By Kenneth J. McCulloch
December 01, 2003

A recent decision, Boggs v. Die Fliedermaus, d/b/a Le Bar Bat, 2003 WL 22299315 (S.D.N.Y. 10/07/03) (Sweet, D. J.), offers many lessons for employers about what to do, and not to do, to position themselves for a successful summary judgment motion in a hostile work environment case.

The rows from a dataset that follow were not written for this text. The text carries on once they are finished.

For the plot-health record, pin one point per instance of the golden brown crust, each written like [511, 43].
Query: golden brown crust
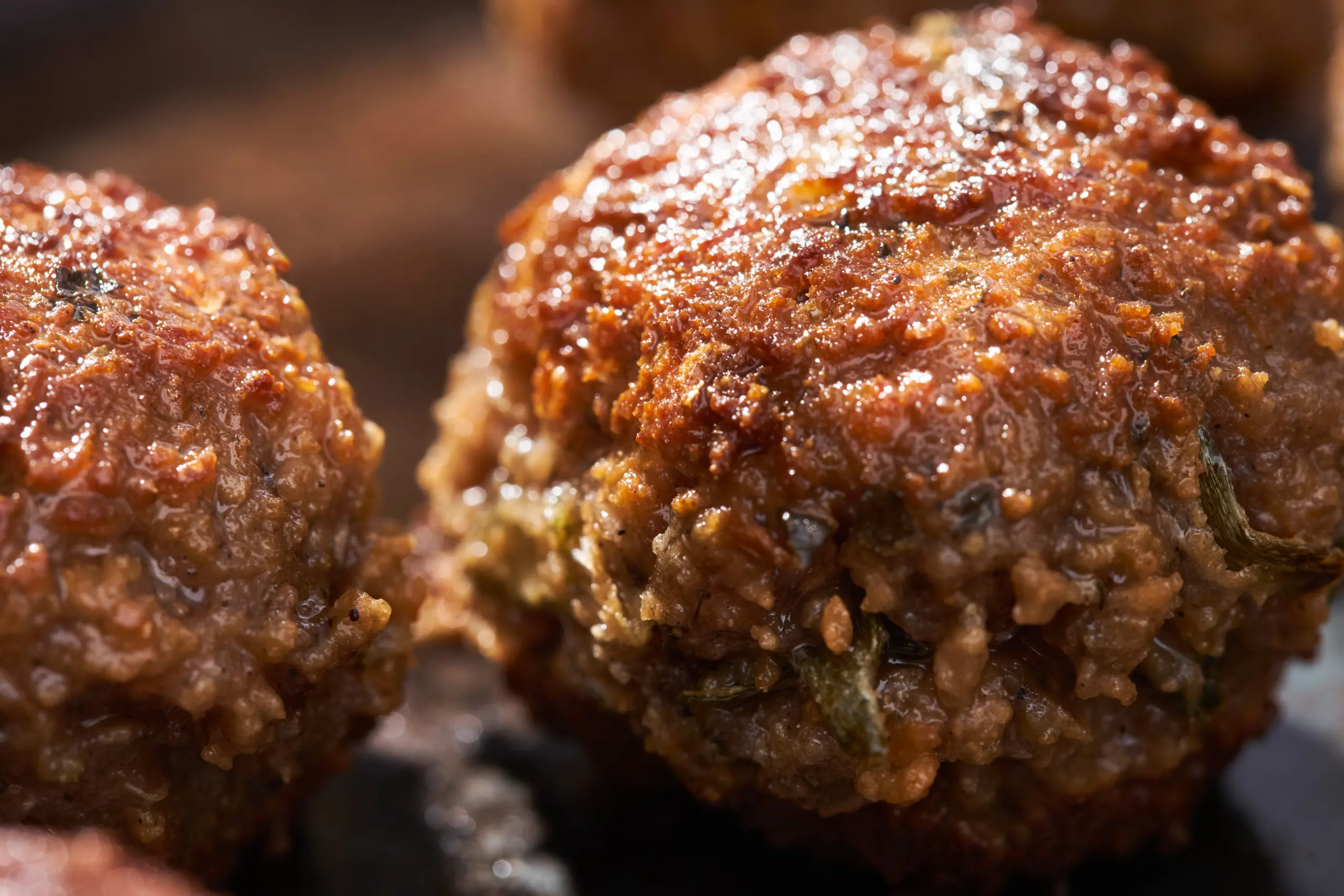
[916, 328]
[1242, 56]
[193, 596]
[34, 863]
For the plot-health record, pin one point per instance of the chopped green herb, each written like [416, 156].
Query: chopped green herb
[905, 649]
[846, 687]
[1234, 534]
[711, 692]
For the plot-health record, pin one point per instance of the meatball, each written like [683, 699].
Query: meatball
[929, 441]
[198, 606]
[1246, 57]
[34, 863]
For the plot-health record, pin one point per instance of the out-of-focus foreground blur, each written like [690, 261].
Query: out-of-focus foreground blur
[381, 144]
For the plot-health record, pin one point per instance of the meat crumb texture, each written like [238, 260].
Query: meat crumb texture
[198, 609]
[928, 440]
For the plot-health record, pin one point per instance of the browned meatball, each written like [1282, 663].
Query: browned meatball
[1242, 56]
[197, 610]
[873, 430]
[34, 863]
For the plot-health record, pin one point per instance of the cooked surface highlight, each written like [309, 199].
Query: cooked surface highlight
[197, 609]
[841, 425]
[1245, 57]
[34, 863]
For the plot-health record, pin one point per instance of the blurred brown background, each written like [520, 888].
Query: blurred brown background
[381, 143]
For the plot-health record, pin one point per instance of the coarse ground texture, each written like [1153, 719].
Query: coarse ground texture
[197, 610]
[841, 426]
[1241, 56]
[34, 863]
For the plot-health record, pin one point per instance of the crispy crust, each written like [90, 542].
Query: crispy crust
[917, 328]
[197, 610]
[1242, 56]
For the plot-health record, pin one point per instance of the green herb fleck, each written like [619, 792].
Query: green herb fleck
[1234, 534]
[846, 687]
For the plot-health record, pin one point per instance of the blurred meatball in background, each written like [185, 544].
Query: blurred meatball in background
[381, 151]
[1263, 62]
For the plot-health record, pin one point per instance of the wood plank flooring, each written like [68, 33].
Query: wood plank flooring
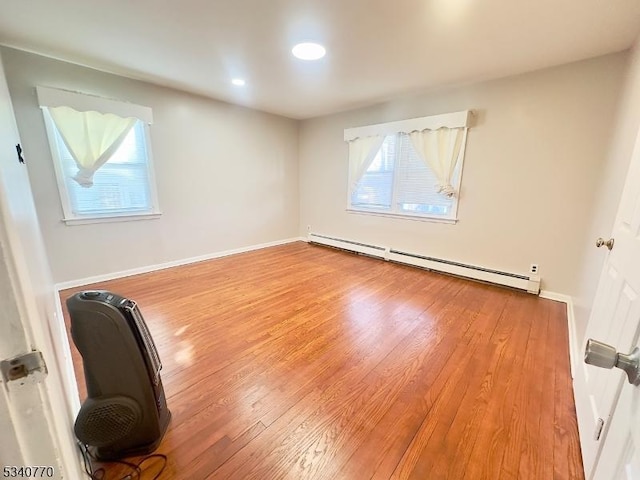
[302, 362]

This dispute has an extensive and tortured history. The plaintiffs in Boggs were hostesses at Le Bar Bat, a well-known New York City bar and restaurant. One of the Defendants, Patrick Kelly, the Director of Banquets and Public Relations, had earlier been charged with, and convicted of, federal crimes of obstruction of justice and witness tampering for trying to have witnesses lie about events. Defendant Larry Cerrone, the General Manager, was alleged to have referred to three of the African-American plaintiffs as “dark, light, and semi-sweet chocolate,” and when they worked nights together, he referred to the shift as “chocolate night”. When one of these plaintiffs complained, he apologized, but continued thereafter to refer to that employee as “you people.” Cerrone was also accused of speaking to one of the plaintiffs in Ebonics for 2 weeks. Another employee said Cerrone frequently made comments of a sexual nature to her and engaged in unwanted physical contact, like hugging, kissing, and rubbing her shoulders, leading her to quit her job.